それでもモデルナについて簡単にまとめる。まずバイオ系ベンチャーキャピタルというものを知る必要がある。投資の対象となりそうな起業家を発掘して、投資家から資金を集め、起業させ成功させることで収益をあげるというのがベンチャーキャピタル。投資の対象となる分野がバイオであれば、バイオ関係の造詣が深く目利きである必要がある。そんな目利きがフラッグシップ・パイオニアリング(FP社)のヌーバー・アフェヤン氏。アフェヤン氏はMIT出身、アルメニア系レバノン人とここでも移民パワー。

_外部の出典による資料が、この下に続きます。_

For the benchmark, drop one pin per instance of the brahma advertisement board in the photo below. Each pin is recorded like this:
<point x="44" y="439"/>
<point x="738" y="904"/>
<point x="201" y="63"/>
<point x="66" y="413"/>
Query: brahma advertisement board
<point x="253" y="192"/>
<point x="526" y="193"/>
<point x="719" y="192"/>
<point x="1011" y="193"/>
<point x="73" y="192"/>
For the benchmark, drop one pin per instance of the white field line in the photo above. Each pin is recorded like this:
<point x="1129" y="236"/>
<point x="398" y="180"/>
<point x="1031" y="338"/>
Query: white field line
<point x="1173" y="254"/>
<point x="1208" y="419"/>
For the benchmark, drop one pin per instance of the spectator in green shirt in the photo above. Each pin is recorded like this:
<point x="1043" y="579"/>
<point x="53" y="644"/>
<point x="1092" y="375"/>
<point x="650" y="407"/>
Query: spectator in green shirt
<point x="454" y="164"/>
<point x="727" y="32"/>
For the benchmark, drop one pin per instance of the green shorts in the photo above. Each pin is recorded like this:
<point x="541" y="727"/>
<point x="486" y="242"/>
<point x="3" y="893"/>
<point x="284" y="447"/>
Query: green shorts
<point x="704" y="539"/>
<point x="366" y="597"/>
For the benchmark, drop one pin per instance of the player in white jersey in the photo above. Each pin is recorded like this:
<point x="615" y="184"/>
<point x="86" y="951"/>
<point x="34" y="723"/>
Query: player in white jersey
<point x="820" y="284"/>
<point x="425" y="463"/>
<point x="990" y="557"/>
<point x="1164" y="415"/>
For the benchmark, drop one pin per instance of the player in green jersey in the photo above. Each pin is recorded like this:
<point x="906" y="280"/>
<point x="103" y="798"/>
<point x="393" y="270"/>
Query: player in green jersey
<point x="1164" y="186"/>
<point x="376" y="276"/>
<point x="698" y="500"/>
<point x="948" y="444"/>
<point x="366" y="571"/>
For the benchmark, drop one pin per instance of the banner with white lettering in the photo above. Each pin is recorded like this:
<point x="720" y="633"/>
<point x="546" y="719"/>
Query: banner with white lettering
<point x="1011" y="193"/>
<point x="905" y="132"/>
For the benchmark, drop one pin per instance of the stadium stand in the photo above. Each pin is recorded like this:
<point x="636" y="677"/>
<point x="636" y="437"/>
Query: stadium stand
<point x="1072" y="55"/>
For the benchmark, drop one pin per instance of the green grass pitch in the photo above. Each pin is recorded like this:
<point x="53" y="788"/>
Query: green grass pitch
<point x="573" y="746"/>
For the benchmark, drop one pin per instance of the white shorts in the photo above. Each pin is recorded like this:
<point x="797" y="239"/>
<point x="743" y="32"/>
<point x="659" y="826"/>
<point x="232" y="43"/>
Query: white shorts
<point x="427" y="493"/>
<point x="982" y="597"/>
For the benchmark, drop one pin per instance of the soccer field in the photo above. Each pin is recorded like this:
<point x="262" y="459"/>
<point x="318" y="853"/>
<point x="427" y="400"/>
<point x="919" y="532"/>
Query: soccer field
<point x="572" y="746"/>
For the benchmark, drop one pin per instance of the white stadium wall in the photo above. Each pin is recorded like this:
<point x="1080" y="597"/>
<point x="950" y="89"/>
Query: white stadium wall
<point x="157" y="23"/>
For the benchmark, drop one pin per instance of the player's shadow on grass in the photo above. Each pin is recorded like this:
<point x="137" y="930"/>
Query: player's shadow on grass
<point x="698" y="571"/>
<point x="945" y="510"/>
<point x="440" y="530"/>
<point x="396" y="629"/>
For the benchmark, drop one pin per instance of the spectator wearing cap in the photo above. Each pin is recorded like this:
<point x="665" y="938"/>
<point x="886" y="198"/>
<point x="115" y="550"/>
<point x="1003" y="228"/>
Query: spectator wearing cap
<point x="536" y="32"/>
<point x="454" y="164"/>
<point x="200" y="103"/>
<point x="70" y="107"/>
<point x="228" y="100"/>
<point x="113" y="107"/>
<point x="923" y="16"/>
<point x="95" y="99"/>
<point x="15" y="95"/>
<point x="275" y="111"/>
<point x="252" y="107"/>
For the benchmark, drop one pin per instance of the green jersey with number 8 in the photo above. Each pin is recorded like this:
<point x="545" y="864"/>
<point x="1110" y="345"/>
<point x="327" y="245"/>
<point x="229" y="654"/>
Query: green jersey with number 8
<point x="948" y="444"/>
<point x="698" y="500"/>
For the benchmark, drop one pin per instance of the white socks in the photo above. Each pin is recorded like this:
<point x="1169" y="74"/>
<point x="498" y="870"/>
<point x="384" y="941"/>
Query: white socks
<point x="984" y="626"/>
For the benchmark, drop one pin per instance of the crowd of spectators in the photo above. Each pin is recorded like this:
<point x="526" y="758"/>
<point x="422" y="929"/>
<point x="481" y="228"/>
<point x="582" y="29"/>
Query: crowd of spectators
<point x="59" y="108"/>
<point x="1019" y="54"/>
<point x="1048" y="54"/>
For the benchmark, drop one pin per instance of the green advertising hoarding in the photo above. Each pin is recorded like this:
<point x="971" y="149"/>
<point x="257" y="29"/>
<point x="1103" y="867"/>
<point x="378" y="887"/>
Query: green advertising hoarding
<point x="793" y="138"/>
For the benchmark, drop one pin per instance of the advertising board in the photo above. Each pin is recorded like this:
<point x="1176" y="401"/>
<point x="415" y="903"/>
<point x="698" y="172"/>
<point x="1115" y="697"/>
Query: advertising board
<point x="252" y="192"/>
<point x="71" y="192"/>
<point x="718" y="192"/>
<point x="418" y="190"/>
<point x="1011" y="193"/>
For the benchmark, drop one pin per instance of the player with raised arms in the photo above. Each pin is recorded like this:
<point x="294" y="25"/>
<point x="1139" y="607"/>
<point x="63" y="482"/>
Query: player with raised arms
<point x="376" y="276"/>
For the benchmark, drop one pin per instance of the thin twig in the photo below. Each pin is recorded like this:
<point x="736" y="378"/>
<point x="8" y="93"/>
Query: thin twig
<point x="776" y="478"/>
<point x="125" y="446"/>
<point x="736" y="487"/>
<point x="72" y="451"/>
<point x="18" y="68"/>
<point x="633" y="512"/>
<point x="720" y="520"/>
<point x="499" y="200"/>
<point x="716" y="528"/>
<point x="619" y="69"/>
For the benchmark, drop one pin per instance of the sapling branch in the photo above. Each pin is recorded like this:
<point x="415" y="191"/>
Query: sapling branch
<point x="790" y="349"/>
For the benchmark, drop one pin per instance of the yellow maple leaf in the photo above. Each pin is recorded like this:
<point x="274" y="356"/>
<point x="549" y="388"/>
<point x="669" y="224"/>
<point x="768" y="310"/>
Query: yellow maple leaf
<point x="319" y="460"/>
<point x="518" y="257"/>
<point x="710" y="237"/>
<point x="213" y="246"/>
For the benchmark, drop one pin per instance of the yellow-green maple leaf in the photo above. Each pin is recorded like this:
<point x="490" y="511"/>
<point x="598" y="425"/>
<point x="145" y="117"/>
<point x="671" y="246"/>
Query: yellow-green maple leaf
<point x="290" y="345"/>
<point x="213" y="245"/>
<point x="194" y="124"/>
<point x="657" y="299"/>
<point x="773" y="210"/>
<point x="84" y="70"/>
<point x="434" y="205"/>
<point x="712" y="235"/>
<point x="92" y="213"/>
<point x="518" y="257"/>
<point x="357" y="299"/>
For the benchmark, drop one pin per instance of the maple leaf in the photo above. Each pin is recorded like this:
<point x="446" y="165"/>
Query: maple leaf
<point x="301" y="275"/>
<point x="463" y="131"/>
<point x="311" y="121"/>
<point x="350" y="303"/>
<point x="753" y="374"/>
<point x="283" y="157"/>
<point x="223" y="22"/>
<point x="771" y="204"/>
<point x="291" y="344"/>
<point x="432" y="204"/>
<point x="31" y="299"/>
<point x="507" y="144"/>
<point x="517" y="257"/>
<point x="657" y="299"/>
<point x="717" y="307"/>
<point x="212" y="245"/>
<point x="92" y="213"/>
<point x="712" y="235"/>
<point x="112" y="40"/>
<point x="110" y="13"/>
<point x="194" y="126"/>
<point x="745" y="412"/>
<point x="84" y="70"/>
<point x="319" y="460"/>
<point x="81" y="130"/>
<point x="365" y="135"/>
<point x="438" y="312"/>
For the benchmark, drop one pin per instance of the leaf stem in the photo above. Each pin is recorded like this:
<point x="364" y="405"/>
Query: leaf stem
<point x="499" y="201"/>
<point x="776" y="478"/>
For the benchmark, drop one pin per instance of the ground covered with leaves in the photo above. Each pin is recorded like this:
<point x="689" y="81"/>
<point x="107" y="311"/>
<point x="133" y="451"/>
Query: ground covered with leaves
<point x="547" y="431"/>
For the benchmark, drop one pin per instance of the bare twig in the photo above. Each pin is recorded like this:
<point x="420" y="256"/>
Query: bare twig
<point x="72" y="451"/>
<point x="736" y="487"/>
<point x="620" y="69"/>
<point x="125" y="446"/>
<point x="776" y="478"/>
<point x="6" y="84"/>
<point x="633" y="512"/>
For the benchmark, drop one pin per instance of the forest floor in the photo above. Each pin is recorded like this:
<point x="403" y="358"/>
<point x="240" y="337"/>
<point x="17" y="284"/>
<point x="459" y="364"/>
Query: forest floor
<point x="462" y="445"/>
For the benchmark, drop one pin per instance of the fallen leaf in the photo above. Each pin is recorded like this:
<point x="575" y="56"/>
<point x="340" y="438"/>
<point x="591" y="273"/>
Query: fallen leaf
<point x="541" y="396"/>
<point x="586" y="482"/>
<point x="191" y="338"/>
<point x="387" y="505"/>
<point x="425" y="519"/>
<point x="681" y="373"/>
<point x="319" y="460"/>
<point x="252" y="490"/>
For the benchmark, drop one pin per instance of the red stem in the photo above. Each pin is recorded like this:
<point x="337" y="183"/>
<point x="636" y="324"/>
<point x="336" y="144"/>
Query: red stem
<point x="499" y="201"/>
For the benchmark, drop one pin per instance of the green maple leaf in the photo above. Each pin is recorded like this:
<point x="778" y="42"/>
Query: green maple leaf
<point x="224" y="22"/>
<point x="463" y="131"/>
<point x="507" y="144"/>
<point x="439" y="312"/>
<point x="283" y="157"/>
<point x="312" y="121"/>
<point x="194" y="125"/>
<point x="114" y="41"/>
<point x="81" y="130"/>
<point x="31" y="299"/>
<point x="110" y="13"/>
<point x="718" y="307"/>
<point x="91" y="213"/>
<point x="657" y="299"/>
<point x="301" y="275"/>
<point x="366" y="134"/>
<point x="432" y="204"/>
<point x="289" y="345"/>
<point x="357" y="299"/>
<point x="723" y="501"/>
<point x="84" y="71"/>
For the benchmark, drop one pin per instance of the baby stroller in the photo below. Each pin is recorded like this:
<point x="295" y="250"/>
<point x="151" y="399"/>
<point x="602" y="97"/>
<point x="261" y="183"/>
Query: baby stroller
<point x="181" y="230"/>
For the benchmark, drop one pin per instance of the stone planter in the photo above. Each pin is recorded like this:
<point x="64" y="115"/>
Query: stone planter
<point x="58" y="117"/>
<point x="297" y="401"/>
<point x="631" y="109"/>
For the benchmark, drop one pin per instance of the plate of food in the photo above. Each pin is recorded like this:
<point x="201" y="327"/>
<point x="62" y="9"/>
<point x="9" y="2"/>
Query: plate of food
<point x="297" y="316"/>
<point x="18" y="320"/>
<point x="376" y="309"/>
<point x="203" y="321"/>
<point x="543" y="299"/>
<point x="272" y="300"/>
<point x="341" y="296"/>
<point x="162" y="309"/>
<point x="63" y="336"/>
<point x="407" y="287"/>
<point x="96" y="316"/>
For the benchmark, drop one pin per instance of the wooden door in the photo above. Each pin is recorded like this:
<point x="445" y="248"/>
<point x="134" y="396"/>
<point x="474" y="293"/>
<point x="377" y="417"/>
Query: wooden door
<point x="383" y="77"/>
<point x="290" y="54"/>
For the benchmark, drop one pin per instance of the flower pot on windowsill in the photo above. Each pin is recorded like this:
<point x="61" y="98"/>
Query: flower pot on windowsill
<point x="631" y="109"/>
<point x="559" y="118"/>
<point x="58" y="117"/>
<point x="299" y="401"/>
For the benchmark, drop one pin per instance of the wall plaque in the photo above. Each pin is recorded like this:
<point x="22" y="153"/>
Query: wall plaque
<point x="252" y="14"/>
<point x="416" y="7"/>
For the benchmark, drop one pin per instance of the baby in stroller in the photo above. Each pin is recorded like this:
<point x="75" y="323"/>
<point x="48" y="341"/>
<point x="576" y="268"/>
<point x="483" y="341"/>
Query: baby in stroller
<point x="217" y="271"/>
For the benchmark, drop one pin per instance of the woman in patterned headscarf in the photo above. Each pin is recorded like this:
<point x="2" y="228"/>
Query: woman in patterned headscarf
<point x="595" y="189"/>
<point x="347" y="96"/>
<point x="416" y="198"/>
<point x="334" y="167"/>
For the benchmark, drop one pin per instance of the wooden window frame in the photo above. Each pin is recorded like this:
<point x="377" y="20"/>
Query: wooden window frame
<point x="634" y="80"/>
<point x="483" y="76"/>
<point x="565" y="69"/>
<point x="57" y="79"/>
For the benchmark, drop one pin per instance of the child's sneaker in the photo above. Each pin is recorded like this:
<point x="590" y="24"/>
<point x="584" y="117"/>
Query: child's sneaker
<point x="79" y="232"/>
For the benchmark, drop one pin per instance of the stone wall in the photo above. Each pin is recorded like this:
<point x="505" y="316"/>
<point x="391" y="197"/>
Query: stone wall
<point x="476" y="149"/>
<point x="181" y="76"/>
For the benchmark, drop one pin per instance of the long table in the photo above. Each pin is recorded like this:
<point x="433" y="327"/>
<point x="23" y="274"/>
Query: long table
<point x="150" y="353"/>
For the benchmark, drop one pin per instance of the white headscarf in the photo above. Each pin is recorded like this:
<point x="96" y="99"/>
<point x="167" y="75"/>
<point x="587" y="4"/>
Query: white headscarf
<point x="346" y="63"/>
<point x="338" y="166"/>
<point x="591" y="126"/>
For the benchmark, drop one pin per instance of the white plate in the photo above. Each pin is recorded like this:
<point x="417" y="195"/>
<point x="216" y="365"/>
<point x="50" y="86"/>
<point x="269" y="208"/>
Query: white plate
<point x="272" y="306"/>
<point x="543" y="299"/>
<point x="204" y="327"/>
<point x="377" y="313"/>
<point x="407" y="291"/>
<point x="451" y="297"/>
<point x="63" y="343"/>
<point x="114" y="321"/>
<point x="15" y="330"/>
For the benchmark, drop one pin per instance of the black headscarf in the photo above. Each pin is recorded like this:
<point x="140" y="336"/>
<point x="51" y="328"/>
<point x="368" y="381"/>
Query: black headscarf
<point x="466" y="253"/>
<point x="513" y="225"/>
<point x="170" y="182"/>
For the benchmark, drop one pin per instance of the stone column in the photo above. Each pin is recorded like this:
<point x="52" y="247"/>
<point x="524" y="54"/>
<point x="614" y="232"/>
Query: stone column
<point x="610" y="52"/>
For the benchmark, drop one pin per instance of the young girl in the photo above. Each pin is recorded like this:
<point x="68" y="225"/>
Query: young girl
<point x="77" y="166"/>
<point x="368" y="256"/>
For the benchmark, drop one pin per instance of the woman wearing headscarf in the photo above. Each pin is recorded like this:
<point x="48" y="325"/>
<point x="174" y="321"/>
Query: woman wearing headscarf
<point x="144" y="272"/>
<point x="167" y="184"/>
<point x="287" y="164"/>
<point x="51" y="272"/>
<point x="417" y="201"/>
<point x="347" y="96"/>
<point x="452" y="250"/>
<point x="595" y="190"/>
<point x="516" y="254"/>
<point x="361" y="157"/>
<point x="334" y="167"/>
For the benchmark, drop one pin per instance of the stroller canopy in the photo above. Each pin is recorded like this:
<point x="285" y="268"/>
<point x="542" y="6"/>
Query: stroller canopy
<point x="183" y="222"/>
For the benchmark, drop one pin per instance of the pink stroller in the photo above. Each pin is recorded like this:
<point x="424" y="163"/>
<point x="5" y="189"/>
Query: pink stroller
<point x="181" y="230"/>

FP社の投資手法はユニークで、外部の起業家に投資するのではなく、FP内で多くのプロジェクトをパイロット的に走らせ、その中からプロジェクトの成長に応じて資金を投じていくというもの。具体的には

  1. 研究室レベルでコンセプト(仮説)を立てそれを検証する
  2. コンセプトを立証して知的所有権を取得しプロジェクト・チームを作る
  3. コンセプトに基づいたプロダクトやプラットフォームを開発して事業化を進める
  4. CEOを雇いプロジェクトを企業化しFP社から切り離す

そうしたプロジェクトの一つがmRNA創薬のモデルナ社ということになる。mRNA創薬についてはこまかいテクニックの違いはあるが基本的にはビオンテック(ファイザー)とほぼ同じ。モデルナもビオンテックと同じように対象となるタンパクのもとになる塩基配列さえわかればいつでもワクチン化するプラットフォームは完成していた。そこにCOVID-19ということでウイルスの塩基配列が報告された3日後にはワクチン候補の設計が終わっていたという早わざ。

ビオンテックよりもさらにDX(デジタルトランスフォーメーション)でITやAIを駆使しているようで、アフェヤン氏に招聘されたモデルナのCEOパンセル氏と彼がさらに招聘したチーフ・デジタル&オペレーショナル・エクセレンス・オフィサー、マルセロ・ダミアーニ氏がそれを実現している。バイオテックのプロ、経営のプロ、DXのプロが一体となっているわけで、大学の狭く汚い研究室でちまちまオーバードクターが実験やっている日本との違いに愕然とする。